San Francisco, Feb. 17th, 19—.
Peasley, you are hereby discharged.
Turn over command second
mate, call consignees your wages immediately.
Having dispatched this cablegram and ended it all, as it were, Mr. Skinner next cast his cold gray glance adown the duplicate crew list borrowed from the deputy shipping commissioner, and discovered that the second mate shipped at San Francisco was one Christian Swenson.
“I do hope he’s not a drinking man,” Skinner sighed. “The Retriever is quite a responsibility to entrust to a man we have never seen or heard of before, but the man Swenson can scarcely be as vicious and insubordinate as this fellow Peasley, and under the circumstances we’ll have to run the risk.”
And having wotted the which, Mr.

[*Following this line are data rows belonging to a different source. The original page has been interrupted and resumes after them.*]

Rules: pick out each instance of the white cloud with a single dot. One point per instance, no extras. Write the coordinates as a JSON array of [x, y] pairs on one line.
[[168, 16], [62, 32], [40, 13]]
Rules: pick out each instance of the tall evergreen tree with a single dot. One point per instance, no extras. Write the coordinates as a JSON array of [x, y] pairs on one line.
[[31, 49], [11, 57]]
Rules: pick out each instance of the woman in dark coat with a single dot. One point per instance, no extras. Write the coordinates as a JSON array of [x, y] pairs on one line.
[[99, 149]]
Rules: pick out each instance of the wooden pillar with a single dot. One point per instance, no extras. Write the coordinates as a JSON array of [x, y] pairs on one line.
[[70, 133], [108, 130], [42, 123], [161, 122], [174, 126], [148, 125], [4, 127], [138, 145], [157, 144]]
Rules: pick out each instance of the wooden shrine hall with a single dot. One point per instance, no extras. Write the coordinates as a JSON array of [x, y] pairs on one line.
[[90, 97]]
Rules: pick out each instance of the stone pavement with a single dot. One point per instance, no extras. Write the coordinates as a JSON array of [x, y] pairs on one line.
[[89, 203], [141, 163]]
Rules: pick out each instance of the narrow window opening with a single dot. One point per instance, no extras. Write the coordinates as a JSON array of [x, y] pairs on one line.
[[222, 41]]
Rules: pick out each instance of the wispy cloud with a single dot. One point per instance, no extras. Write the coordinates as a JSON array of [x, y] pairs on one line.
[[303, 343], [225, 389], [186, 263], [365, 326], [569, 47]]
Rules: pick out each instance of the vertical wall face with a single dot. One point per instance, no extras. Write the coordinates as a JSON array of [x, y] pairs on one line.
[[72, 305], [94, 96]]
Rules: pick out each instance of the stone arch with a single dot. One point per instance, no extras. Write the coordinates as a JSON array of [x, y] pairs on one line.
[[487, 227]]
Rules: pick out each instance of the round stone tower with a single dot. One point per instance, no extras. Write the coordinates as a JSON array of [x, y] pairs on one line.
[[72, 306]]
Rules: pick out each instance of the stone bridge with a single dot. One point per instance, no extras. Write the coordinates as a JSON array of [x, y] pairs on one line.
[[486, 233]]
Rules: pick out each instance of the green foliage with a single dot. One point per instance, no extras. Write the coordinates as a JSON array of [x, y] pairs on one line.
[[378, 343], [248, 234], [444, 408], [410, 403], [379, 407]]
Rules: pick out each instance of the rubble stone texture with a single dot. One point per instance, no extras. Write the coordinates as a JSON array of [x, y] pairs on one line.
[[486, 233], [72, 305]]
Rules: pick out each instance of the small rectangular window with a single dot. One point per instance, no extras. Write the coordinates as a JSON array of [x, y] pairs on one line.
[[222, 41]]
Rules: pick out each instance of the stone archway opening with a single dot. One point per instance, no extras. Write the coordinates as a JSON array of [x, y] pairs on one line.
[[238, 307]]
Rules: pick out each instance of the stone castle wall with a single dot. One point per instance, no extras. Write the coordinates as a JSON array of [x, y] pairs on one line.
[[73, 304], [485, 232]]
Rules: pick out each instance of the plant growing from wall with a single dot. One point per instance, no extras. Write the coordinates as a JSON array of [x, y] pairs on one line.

Skinner cabled Christian Swenson to take charge of the Retriever, at master’s wages, until the arrival of his successor. Next he cabled The Harlow and Benton Company, Limited, requesting them to pay off Matt Peasley and, if necessary, invoke the authorities to remove him from the vessel.
“That fellow is a tough one to handle,” he remarked to Cappy Ricks, to whom he showed all the cablegrams, “but I guess this will about cut off his wind.”
“A sea lawyer is the curse of the Seven Seas!” Cappy declared waspishly. He was very bitter against Matt Peasley, whom he now regarded as an ally of the piratical cable company.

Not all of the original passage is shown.